What do you imagine when you think of a consultant? Someone who was lucky or had to work hard and sweat to get to where he got? The author Alan Weiss will demystify in the book "Million Dollar Consulting" all the concepts behind consulting.
It is certainly not an easy career, but with the right tactics, it is possible to get along.
This does not happen overnight; To consult with someone, you need to know very well what you are doing and teaching. After all, no one will pay a professional for nothing, is not it?

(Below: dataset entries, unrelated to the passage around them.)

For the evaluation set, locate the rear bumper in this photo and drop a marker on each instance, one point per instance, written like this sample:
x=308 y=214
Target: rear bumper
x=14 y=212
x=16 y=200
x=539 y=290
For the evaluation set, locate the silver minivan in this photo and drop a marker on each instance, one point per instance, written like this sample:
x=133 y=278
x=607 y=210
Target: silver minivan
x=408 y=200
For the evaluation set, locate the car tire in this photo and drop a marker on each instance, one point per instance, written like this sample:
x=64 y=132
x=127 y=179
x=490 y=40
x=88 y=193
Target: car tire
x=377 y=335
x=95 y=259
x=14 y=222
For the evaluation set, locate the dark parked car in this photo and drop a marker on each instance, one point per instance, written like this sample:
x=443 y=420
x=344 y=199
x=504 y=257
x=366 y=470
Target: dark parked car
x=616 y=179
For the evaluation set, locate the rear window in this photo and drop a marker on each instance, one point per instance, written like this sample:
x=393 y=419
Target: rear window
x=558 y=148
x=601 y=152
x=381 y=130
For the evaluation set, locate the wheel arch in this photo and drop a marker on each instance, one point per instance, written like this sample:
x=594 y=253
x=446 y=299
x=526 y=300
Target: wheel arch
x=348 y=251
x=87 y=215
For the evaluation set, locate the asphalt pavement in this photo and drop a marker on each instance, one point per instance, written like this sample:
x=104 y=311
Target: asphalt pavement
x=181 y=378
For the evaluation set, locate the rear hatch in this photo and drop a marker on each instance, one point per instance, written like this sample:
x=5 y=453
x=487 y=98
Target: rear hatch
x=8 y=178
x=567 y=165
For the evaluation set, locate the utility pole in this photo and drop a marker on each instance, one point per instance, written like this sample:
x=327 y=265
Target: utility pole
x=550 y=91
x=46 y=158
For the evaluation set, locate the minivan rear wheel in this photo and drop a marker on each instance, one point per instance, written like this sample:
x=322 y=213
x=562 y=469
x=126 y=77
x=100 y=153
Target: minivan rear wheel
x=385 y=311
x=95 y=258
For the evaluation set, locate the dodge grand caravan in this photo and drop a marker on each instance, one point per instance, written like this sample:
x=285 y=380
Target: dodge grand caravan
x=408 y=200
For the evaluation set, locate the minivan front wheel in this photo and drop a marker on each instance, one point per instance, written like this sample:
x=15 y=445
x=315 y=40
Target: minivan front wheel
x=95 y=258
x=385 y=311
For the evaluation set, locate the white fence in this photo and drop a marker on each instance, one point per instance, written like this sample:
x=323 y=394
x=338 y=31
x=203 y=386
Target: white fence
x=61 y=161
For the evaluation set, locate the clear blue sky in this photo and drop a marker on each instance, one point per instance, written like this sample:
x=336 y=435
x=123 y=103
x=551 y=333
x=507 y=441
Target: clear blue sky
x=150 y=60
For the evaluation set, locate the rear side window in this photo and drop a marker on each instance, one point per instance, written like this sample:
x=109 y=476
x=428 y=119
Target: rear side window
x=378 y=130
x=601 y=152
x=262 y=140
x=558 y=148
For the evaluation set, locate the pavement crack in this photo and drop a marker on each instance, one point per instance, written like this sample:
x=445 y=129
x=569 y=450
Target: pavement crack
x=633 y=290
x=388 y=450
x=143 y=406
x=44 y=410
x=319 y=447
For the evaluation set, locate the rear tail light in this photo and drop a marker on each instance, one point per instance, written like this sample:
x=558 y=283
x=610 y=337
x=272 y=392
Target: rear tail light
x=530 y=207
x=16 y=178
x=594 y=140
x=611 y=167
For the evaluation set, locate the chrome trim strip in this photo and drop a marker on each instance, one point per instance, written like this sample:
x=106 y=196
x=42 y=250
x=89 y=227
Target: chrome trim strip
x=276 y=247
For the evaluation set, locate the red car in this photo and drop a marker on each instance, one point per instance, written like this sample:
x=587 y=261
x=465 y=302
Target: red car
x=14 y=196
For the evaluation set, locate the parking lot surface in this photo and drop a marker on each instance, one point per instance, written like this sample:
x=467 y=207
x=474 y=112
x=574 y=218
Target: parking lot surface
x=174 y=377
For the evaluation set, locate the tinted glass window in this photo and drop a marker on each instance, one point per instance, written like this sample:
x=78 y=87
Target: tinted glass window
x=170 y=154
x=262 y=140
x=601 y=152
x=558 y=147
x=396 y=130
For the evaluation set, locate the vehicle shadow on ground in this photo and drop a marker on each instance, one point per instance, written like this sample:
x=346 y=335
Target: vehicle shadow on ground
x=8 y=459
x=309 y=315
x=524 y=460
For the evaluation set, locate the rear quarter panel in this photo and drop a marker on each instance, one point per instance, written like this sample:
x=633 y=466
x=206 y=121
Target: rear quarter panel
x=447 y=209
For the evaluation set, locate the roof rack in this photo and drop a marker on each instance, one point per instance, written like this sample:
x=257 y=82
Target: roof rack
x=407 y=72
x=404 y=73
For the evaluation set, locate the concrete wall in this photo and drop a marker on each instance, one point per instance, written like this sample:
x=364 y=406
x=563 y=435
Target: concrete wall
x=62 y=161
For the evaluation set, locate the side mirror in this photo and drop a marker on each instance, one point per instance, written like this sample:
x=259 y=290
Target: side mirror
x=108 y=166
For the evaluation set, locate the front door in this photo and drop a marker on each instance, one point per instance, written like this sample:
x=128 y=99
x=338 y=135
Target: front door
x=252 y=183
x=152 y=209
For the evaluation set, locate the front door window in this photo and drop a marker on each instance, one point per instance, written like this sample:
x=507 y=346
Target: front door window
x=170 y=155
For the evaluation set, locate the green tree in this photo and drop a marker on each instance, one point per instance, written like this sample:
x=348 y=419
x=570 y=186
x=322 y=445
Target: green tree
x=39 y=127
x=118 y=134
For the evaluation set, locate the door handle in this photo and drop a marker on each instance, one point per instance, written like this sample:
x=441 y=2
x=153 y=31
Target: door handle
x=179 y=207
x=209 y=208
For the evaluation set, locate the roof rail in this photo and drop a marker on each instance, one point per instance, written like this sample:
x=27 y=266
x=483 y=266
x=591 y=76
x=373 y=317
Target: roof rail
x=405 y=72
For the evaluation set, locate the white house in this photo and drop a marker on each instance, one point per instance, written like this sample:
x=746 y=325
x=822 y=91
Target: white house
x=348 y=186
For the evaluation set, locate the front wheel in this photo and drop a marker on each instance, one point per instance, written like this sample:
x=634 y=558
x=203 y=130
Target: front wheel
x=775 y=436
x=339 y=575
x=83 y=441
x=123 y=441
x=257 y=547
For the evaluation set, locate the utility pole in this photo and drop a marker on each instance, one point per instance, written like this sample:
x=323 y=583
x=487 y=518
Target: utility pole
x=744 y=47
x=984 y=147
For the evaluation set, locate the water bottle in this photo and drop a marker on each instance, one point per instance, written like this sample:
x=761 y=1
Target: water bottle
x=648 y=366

Definitely worth to spend some time to check out this Pocketbook carefully and get to know the precious tips from the world of consulting, given by the book. Stay with us in this summary!
"Million Dollar Consulting" was written by Alan Weiss. The work was revised and updated for its fifth edition in 2016.
Divided into three parts, with 18 chapters in total, the book takes us on a journey of knowledge about the world of consulting. If you are a consultant or wish to be one, this book is for you!
Owner of a consulting firm, Alan Weiss is a speaker and author of books. He holds a PhD in Psychology and has taught advanced management courses and consulting skills for MBA and PhD candidates at the University of Rhode Island.
For anyone who dreams to have a career as a consultant, or consultants who need new strategies to improve their performance and evolve their business. This book is a truly practical guide for those who want to thrive in the world of consulting.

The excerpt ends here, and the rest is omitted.